A rigor, o que Olivia oferece aos seus leitores é uma narrativa bem estruturada e alicerçada na sua experiência de vida e da política reforçada com uma bibliografia de autores que analisam a trajetória do negro no Ocidente, a escravidão, o racismo, a luta por um mundo mais justo distante das garras do capitalismo e do domínio do homem branco.

  “Quando abordamos neste livro a questão da imagem das mulheres negras, é porque sabemos que, ao fechar os olhos e pensar em alguém em posição de liderança, não é a mulher negra a primeira a emergir nas mentes da população, em geral, tampouco dos eleitores e eleitoras”, diz. 

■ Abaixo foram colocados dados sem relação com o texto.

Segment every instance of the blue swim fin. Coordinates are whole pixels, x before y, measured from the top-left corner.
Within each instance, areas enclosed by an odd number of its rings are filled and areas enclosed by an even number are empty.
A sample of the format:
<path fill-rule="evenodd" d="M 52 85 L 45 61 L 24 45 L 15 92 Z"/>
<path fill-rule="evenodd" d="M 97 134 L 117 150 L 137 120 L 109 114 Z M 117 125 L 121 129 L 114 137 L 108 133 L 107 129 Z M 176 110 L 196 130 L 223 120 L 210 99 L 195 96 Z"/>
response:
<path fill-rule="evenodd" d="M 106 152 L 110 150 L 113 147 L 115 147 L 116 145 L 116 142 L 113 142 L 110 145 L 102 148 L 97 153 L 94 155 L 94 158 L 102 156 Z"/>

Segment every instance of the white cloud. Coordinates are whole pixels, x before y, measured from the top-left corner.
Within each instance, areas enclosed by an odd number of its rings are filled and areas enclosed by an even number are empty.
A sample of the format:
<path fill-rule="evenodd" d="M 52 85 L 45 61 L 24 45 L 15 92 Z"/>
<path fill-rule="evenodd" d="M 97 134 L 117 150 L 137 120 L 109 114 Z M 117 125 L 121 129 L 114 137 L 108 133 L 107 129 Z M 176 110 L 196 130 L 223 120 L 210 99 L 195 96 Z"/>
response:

  E acrescenta: “E, mesmo quem conseguiu passar no seletivo funil imposto pelo sistema, se depara, frequentemente, com a sua posição posta em dúvida. A população (brasileira) foi treinada para associar a imagem de líder ao homem branco, raça, classe, gênero, orientação sexual caminham entrelaçadas. Se 75% da população mais pobre é negra, a maioria negra que participa da classe média ou rica será vista como fora de lugar e confundida com os pobres e marginalizados”.

Militante do PcdoB de raiz, estudiosa de Marx e outros autores, a escritora é cáustica com o capitalismo, duríssima contra o que considera conservadores que não aceitam a nova realidade da família brasileira, a família LGBTQIAP, a ascensão dos povos indígenas, os atributos de gênero, e trabalha todo o texto nessa direção com o identitarismo que certamente considera o correto. 

É, portanto, um livro onde os leitores são direcionados para um determinado ponto de vista que a autora defende piamente, mas que também permite reflexões. Ou seja, quem não concorda com o que a autora expõe, paciência, ou encarra a leitura ou vai até o fim ao menos para ter um conhecimento mais aprofundado do que pensa uma comunista, feminista e ativista dos direitos das mulheres negras.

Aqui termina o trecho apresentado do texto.